Rising Costs, Declining Coverage, Widening Access Inequalities Unchecked

News Release
Oct. 4, 2007

Alwyn Cassil (202) 264-3484 or

WASHINGTON, DC—Little has changed in local health care markets since 2005 to break the cycle of rising costs, declining insurance coverage and widening access inequities, according to initial findings from the Center for Studying Health System Change’s (HSC) 2007 site visits to 12 nationally representative metropolitan communities.

Two years ago, HSC researchers identified several troubling trends warning of growing cost and access problems, including a hospital building boom; intense competition among hospitals and physicians to expand profitable specialty services; growing stress on community safety nets; and few cost-control strategies on the part of employers and health plans.

For the most part, those trends continued into 2007, although employers and health plans have stepped up efforts to engage consumers and the hospital building boom appears to have abated somewhat, according to the study. Nonetheless, already-planned expansions of medical-surgical capacity, especially in profitable specialties and in affluent suburbs with well-insured populations, continue to come on line. Competition among hospitals and between hospitals and physicians for profitable service lines, such as cardiac and orthopedic care, remains intense in most markets, raising concerns about increased use of health care services and rising costs.

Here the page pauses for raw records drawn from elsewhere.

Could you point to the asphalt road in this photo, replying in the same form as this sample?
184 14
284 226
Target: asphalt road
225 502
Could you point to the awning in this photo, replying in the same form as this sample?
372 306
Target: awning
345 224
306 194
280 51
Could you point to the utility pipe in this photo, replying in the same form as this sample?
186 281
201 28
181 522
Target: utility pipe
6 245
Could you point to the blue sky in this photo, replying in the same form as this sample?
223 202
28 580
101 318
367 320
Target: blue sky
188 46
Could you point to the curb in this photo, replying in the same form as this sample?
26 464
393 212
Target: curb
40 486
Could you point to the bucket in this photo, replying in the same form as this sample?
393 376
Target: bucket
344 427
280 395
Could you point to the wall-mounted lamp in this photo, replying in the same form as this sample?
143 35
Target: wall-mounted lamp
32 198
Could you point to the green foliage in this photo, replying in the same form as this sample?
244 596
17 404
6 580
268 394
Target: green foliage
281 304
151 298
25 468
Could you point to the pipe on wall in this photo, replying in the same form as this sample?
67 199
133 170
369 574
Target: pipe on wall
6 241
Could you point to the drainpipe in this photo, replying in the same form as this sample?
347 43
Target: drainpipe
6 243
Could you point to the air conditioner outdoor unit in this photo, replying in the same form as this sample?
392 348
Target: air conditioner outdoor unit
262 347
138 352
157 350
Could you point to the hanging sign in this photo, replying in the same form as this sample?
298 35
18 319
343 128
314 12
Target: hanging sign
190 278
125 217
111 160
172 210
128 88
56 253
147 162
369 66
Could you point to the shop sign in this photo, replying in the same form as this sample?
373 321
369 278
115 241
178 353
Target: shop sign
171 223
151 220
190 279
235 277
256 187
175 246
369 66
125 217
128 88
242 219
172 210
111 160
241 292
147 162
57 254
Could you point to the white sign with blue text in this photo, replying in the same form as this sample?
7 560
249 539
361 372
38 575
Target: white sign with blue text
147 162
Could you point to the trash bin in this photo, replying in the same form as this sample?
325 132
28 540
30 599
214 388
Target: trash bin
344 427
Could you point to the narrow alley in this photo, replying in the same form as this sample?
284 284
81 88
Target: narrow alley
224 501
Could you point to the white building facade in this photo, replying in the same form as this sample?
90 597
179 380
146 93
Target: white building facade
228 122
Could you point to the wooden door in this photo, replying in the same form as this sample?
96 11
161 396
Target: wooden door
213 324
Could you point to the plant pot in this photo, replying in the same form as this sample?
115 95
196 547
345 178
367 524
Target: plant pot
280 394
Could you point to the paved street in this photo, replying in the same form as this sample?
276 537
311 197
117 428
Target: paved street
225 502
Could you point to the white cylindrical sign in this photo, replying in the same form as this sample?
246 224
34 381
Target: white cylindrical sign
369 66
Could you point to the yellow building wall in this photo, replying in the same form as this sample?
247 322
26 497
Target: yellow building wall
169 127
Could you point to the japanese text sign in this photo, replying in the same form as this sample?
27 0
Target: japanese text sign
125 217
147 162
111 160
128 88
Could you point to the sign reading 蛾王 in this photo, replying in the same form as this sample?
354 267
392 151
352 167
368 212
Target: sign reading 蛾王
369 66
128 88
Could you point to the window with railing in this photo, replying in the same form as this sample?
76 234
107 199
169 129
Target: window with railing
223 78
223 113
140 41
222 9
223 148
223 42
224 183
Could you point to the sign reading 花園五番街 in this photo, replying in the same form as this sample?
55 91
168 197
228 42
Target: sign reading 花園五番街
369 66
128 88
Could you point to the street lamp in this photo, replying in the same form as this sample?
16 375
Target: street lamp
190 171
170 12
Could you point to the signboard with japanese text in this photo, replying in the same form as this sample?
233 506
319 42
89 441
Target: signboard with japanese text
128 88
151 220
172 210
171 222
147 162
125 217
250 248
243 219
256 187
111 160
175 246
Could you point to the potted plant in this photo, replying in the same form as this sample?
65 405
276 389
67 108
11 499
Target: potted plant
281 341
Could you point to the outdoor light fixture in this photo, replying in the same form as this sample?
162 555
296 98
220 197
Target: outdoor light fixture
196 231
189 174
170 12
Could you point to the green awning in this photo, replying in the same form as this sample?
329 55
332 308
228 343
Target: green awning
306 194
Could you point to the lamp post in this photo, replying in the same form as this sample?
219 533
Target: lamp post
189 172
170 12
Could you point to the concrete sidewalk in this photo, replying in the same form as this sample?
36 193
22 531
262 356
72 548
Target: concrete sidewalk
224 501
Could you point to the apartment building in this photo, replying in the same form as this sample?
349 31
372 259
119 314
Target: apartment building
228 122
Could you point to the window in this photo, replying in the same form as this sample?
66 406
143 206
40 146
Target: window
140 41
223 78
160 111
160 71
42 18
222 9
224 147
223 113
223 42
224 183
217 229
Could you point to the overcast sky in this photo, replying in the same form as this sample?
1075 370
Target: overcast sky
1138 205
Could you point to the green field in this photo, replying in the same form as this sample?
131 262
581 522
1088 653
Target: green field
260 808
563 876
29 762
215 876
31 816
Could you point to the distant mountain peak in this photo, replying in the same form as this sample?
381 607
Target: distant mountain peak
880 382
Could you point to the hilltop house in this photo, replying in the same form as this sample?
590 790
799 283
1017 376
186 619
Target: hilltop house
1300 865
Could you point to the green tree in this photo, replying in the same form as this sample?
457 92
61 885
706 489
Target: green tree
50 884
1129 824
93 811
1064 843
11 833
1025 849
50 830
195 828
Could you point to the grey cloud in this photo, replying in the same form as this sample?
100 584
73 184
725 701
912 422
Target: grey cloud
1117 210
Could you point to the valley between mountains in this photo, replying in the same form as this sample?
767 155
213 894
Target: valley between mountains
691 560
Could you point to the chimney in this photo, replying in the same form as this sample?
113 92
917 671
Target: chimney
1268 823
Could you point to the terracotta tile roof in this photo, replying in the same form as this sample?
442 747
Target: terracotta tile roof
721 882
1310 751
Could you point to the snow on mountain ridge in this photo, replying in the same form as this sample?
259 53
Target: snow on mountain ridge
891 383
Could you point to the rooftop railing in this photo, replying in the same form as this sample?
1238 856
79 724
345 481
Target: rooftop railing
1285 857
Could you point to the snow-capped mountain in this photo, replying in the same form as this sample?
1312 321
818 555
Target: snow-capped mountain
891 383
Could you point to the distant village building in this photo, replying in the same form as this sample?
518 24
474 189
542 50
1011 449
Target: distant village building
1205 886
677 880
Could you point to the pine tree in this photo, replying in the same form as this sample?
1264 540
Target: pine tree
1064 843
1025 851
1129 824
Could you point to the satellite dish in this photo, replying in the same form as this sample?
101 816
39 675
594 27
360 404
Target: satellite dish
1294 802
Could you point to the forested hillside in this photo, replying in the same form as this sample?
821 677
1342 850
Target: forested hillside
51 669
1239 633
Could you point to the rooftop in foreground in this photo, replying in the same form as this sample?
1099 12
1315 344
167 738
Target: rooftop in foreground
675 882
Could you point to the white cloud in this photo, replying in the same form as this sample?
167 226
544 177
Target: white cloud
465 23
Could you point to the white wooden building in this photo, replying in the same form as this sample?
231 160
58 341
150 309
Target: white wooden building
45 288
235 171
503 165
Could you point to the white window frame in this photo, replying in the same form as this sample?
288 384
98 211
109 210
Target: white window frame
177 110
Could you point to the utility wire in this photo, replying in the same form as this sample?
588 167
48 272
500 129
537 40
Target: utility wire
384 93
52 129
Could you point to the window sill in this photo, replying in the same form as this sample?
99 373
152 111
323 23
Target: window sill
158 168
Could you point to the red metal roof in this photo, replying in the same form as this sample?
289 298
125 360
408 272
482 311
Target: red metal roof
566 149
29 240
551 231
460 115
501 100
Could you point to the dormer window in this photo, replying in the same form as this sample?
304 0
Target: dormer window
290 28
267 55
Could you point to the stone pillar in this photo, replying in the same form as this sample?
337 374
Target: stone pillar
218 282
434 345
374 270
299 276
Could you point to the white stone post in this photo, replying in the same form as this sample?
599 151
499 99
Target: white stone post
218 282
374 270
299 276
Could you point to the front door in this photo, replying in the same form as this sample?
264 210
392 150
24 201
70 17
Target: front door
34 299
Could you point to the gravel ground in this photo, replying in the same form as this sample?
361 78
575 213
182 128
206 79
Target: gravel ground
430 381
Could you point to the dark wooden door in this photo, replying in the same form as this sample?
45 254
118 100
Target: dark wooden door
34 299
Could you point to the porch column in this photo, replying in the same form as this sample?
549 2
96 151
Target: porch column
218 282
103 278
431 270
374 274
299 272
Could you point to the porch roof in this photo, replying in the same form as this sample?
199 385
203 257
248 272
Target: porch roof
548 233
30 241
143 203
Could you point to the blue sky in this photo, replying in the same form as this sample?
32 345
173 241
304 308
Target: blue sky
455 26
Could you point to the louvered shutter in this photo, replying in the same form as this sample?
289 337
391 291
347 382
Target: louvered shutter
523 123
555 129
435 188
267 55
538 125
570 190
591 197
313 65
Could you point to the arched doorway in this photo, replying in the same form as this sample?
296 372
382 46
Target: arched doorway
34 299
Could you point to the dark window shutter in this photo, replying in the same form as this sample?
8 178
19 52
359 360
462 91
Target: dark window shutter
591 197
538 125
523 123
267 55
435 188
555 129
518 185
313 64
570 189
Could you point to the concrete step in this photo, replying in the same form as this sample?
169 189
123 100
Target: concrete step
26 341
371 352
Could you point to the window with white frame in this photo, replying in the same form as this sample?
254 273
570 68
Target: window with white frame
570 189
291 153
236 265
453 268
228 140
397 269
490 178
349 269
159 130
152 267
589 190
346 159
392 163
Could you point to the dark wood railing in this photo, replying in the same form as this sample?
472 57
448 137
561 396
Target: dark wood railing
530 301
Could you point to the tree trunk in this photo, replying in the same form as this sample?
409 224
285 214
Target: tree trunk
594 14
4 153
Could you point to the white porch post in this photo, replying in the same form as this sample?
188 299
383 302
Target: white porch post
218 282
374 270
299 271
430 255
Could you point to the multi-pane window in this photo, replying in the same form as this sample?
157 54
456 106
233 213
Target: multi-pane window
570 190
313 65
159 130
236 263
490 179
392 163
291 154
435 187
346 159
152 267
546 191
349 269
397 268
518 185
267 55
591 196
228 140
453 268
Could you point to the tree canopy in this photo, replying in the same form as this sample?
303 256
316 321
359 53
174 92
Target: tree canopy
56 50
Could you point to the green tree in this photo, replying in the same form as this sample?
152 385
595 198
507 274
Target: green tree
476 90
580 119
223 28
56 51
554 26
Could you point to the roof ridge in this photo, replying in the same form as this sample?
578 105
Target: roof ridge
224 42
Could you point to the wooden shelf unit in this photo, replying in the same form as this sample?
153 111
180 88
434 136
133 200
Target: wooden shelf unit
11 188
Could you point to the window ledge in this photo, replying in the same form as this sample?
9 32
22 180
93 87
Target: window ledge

To help curb rising costs, employers and health plans are looking to consumers to take more responsibility for medical costs, lifestyle choices and treatment decisions, the study found. While consumer-directed health plans—high-deductible plans with a tax-preferred savings account—have not gained widespread adoption, other developments—including a heightened emphasis on prevention and wellness, along with nascent provider cost and quality information—are advancing health care consumerism.

"It’s an open question whether the heightened focus on consumer engagement can slow cost growth enough to keep care affordable or whether the growing problem of affordability will derail efforts to decrease the rising number of uninsured Americans and stymie meaningful health care reform," said Paul B. Ginsburg, Ph.D., president of HSC, a nonpartisan policy research organization funded primarily by The Robert Wood Johnson Foundation.

"The emphasis on prevention and wellness activities, along with growing availability of provider cost and quality information, arguably was the most striking development observed across the 12 communities in 2007," said Debra A. Draper, Ph.D., HSC director of site visits. "But whether the so-called health care consumerism movement can produce results—improved health and cost savings—remains to be seen."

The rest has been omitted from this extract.